When Spring Hill High School senior Carson Wallace applied to be an assistant for teacher Emmie Drueckhammer, she didn’t hesitate to say yes.
She’s been his teacher for three years, for AP World History, AP U.S. History and for Leaders’ Core, which focuses on leadership, volunteerism and service.
“Carson’s awesome,” Drueckhammer said. “He makes a great aide, because he’s very dependable and he’s very hilarious, so he makes the day go by a lot faster and easier.”
It means he spends hours in her class and helping in her classroom each day.
Wallace said there was no other teacher he would have picked, saying he has gotten to know her well during the years he’s spent in her class. They share a love of books and will talk with each other about the books they’re reading.

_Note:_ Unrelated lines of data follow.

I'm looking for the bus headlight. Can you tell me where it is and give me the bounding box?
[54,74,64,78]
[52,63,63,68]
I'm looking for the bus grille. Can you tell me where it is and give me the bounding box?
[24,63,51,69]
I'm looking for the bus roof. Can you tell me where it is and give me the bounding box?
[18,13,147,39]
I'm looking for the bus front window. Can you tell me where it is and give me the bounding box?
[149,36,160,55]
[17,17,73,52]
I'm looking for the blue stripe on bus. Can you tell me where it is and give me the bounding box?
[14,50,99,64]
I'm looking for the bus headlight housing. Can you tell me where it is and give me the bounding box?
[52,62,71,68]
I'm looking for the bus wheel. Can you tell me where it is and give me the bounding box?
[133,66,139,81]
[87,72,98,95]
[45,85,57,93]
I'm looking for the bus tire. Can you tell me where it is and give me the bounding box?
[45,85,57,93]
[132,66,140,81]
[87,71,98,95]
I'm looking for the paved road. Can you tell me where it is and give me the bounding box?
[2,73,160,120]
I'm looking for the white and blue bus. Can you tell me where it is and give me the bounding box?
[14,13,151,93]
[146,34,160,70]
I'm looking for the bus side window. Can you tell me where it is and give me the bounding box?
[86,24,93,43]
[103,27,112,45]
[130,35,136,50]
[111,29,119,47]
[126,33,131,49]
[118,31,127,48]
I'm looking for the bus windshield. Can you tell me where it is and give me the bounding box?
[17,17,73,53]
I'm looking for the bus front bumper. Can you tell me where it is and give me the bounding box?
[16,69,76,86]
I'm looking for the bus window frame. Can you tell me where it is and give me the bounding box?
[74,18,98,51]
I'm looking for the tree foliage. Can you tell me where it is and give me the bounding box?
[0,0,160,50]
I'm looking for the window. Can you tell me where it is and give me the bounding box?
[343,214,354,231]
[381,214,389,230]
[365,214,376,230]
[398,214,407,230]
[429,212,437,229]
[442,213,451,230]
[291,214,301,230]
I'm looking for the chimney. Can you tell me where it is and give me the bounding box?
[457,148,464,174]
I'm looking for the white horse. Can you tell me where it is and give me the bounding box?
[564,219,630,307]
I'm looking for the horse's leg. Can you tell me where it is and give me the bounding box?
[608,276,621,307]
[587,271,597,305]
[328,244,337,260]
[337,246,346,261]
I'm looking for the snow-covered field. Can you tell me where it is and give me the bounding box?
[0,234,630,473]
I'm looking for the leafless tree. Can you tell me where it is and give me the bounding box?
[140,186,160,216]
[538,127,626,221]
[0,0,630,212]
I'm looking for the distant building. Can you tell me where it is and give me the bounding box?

She was one of the many people in his life who helped him deal with a heavy loss in the years leading up to when he graduates Friday.
His father, Bruce Wallace, died in 2021 from complications of health problems.
“That was really hard, but I think it doesn’t get easier, but it does get more manageable,” the 18-year-old said. “I am here, alive and breathing and doing very well just because the people in my life at that moment not only gave me space but also said you can’t just stop because of that. You have to keep going. You have to keep moving forward. You have to live a life.”
Drueckhammer also taught Wallace’s older sister, Mallory, when she attended Spring Hill. Drueckhammer was worried about both of them when she learned about their father’s death.
“Both have done well considering,” she said. Mallory is doing well in graduate school.
“I just tried to be supportive. Their mother, Brooke Wallace, has been supportive along with family and friends,” she said.
“They have both taken the support they’ve been given and used that to continue to succeed,” Drueckhammer said. “I’m sure it was really difficult, of course, but Carson and Mallory have been able to move forward and keep achieving their goals.”
Wallace’s friendships are something Drueckhammer said have been a “joy to watch.” Those friends immediately rallied together to care for him after his father’s death.
“That’s because of who he is,” she said.
Wallace said he values honesty and loyalty.
“I take it very personally,” he said.
Wallace has attended Spring Hill schools since kindergarten. He’ll graduate 28th in his class out of 128 students, with plans to attend the University of Arkansas. He plans to major in English/creative writing and will have another as yet undetermined double major.
He’s participated in debate and was in theater all four years of high school, earning All Star Cast honorable mentions and All Star Cast at varying levelsl in One Act Play competition. He was in band for several yeara as well.
“My accomplishments in high school are not necessarily things I’ve done but thing’s I’ve been,” he said, serving in leadership positions and participating in extracurricular activities, for instance.
His father’s death doesn’t define him, Wallace said. It’s part of his story, but there’s so much more to the story.
“That grief doesn’t get smaller, but you grow around it,” he said.
He believes he’s grown and matured a lot while he has been at Spring Hill, becoming a different person while keeping the parts of himself that define who he is.
“I feel like I’ve grown and evolved in a lot of ways that I’m appreciative of, even if the way to get there was kind of bad,” Wallace said.